Farm crisis stays despite good rains
Analysts say India's rain-dependent farm sector, which has seen no reform and only sluggish growth, needs urgent investment in irrigation and technology to prevent food shortages in the country.india Updated: Apr 18, 2008 15:03 IST
A forecast of normal monsoon rains for India has calmed fears of food shortages and galloping inflation, but another year of good rains may only prolong the deeper problems that haunt the languishing farm sector.
Rapid economic growth and better wages, powered by nearly two decades of liberal reforms that have made India's economy the third-largest in Asia, have fuelled demand for farm products at a time when output has stagnated.
At the same time, dwindling global stocks of key staples like wheat and rice, growing Asian demand and government mandates to produce crops for fuel have stretched the world's ability to feed itself.
Analysts say India's rain-dependent farm sector, which has seen no reform and only sluggish growth, needs urgent investment in irrigation and technology to prevent food shortages in the country where about two-thirds of the people and a fifth of its economy depend on agriculture.
"We are living hand to mouth as our total consumption is more or less equal to our output and stocks. If we have a single year of bad rains, we will have to import at high prices," said D.P. Singh, president of the All India Grain Exporters Association.
The government on Wednesday forecast near-normal monsoon rains, which could lift output and rural incomes, but analysts and traders say India's food security is precariously balanced and estimates are not always accurate.
"A great deal will depend on (the) coming monsoon. If rains are good then the situation will normalise, otherwise it will lead to a bigger crisis," said B.B. Bhattacharjee, an economist and vice chancellor of New Delhi's Jawaharlal Nehru University.
But a bigger crisis could be exactly what India needs.
The market-friendly reforms that helped India rise to be Asia's third largest economy were triggered by a foreign exchange crisis in the early 1990s.
"It is only when they are pushed to the wall by extraneous factors like international prices, or an acute spell of drought, they are sensitised to the issue (of investing in irrigation)," said Som Pal, a former agriculture minister.
He said the government needed to invest 4 trillion rupees ($100 billion) over a decade to irrigate 80 percent of India's farms.
Bhattacharjee said India's farm output has not taken a quantum leap since the late 1960s when government policies to boost irrigation and introduce high-yielding varieties boosted agricultural production in northern India.
"More than 40 years have passed since the green revolution, now we are in an era of diminishing returns.
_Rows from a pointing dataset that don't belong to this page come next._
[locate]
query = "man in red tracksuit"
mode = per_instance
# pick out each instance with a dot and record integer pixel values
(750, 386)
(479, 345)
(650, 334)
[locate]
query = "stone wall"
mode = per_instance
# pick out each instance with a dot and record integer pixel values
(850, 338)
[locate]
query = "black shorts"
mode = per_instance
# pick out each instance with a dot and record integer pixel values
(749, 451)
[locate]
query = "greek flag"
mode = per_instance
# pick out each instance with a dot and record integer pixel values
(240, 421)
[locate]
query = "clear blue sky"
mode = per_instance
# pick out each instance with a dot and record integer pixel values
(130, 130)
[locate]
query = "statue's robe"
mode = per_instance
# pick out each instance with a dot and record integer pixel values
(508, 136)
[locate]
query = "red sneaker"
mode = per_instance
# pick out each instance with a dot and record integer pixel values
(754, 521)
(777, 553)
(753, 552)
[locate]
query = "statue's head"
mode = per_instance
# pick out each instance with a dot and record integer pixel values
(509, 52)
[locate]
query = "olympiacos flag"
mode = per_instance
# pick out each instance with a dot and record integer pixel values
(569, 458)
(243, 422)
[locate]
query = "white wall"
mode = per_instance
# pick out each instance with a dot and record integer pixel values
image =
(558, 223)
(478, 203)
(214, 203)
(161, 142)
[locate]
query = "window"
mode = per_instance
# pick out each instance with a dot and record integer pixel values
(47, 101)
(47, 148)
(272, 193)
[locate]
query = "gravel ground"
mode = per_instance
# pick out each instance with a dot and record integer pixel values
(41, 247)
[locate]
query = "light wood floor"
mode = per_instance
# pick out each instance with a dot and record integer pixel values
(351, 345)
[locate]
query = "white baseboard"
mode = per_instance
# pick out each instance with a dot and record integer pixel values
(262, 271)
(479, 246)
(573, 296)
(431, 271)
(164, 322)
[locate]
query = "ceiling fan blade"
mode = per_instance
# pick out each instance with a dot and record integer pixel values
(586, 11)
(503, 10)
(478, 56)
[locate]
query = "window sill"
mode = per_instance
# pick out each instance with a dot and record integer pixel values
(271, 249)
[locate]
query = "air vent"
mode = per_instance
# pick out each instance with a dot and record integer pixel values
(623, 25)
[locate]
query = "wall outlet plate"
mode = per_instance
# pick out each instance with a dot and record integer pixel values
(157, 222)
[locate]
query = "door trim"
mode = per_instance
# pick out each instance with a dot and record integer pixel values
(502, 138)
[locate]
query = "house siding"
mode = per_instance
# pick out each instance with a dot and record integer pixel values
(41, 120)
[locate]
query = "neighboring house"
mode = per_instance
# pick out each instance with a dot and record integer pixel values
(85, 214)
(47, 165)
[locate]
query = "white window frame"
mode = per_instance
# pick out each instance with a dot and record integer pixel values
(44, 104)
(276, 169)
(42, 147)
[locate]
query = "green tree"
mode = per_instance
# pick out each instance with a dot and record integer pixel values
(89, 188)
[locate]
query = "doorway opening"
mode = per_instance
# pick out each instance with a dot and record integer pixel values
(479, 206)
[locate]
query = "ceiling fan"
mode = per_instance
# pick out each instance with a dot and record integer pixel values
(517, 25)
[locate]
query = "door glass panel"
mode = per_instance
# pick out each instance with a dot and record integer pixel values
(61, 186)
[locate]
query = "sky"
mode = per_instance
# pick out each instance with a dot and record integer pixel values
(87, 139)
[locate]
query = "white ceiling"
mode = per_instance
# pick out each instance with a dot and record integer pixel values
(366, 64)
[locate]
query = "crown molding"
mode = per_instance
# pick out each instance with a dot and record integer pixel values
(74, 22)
Unless we augment the technology, we can't have a long-term solution to food production," he said.
Som Pal said farm productivity has stagnated for generations at between 1.0 to 1.2 tonnes per hectare, compared to four tonnes in irrigated areas.
A poor harvest forced India to import wheat in 2006, the first overseas purchases for six years, and again in 2007 at a higher price, helping world prices rise.
Singh said India's irrigation, which feeds only 40 percent of cultivated land, was woefully inadequate and groundwater levels, particularly in the top grain-producing states of Punjab and Haryana was falling.
As the economy is expected to expand much faster than farm output, analysts say there is a palpable risk of shortages, which will have to be met with costly imports.
India's agriculture sector, where many indebted farmers facing soaring fuel and fertiliser costs have committed suicide, has serious short-term problems, said T.K. Bhaumik, an economist with Reliance Industries Ltd.
Bhaumik said food prices were likely to remain firm, making the poor vulnerable if output fell, while the government may not find adequate supplies in international markets.
"If you are a rational farmer, you see that everywhere in the world outside India grain prices are going up. He will also expect higher prices. Prices are not likely to come down this year. I don't think it is possible," Bhaumik said.
The world's biggest rice importer, the Philippines, received offers for only 325,750 tonnes of rice against the import tender of half a million tonnes at prices at least 25 percent higher than last month, reflecting a continuing supply squeeze.
New Delhi is battling its highest inflation in three years, and food prices have been a major driver.